Here is his first column, cross-posted with Quora.com, with permission of the author:
It’s a mistake to worry about whether “Lincoln” the movie is historically accurate.
It’s historically inspired and inspiring but by definition any work of art that blends fiction (such as invented dialogue) with fact should never be considered “accurate.”
Spielberg himself acknowledges all this when he describes his movie as a “dream” and as a work of “historical fiction” (see his Dedication Day speech, November 19, 2012 at Gettysburg for a good example).
That doesn’t mean that the movie has no use in the history classroom or for the lifelong history student. “Lincoln” the movie creates an unforgettable historical mood or experience that almost no actual history of the period can match. It truly feels like “writing history with lightning” (Woodrow Wilson on another powerful movie, “Birth of a Nation”).

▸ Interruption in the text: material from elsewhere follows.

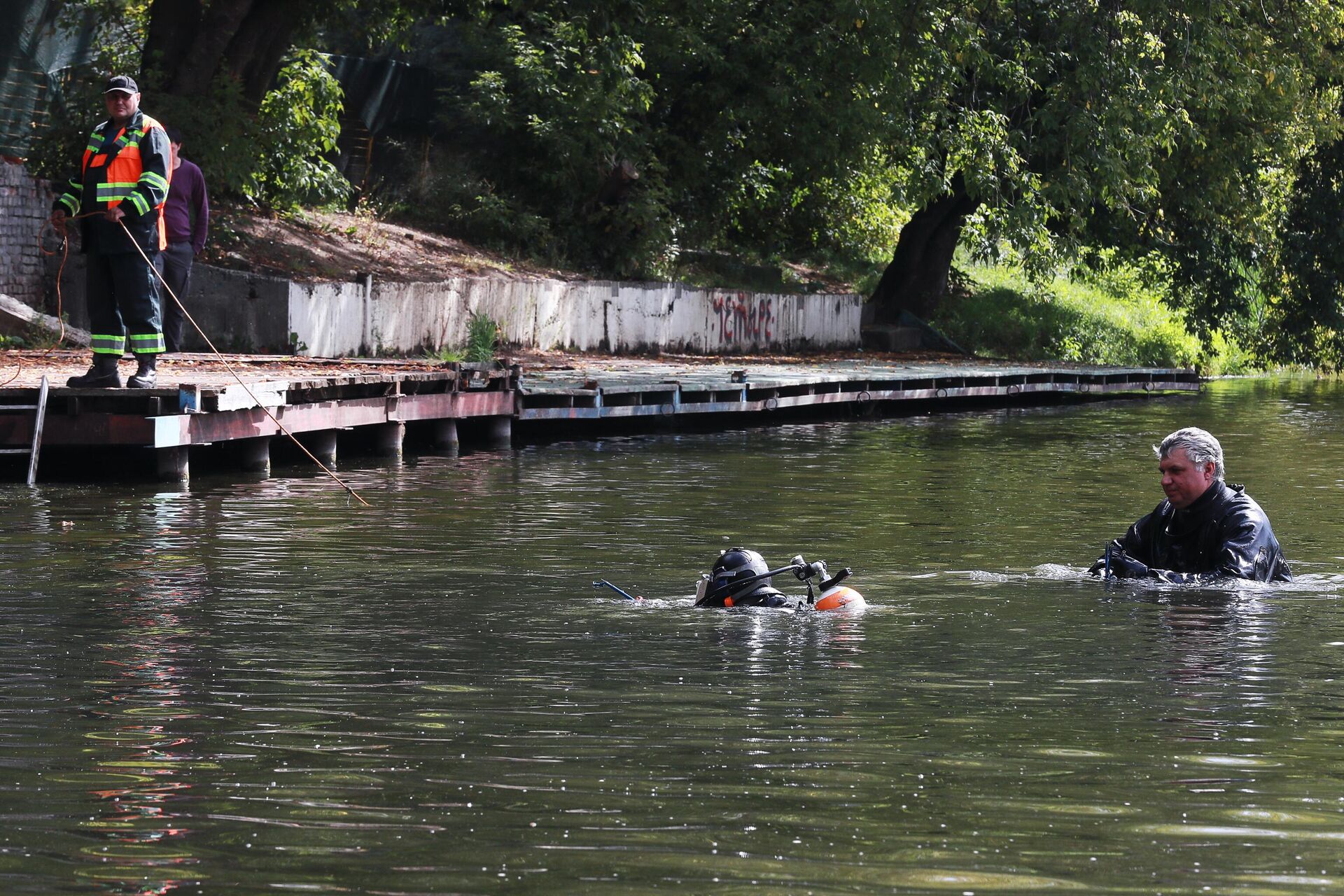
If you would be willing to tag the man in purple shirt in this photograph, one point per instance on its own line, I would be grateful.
(187, 218)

But accurate history sticks to the evidence and Spielberg and scriptwriter Tony Kushner don’t. When they want to convey the complicated dynamic of the Lincoln household, they take that responsibility seriously and consult several leading historical studies to create a layered account but at the end of the day they simply invent the most compelling scenes such as a bitter bedroom argument between First Husband and wife or a stunning scene where Abraham Lincoln slaps his oldest son (which, by the way, would NEVER have happened).
They also condense, conflate and simplify the politics behind the passage of the Thirteenth Amendment, which is the focal point of the movie. Just compare the Spielberg/Kushner interpretation to the best academic account of the subject (“Final Freedom” (2001) by Michael Vorenberg) and you realize how many corners the movie has to cut and nuances it has to ignore.
Watching the movie, for example, it’s easy to forget that Lincoln was pushing for approval from a lame duck Congress where his numbers were worse than they would be in the newly elected Congress.
Why would he do that?
The movie also struggles to portray the details of the lobbying effort (relying heavily on invention, imagination and more than a little corny comic relief). Yet this movie probably does better on this difficult subject than any other American film.
So, accurate? No. But excellent anyway? Absolutely. In other words, don’t go to this movie (or any historical movie) to learn the facts. Go to imagine the experience and to enjoy the illusion that a great filmmaker can create.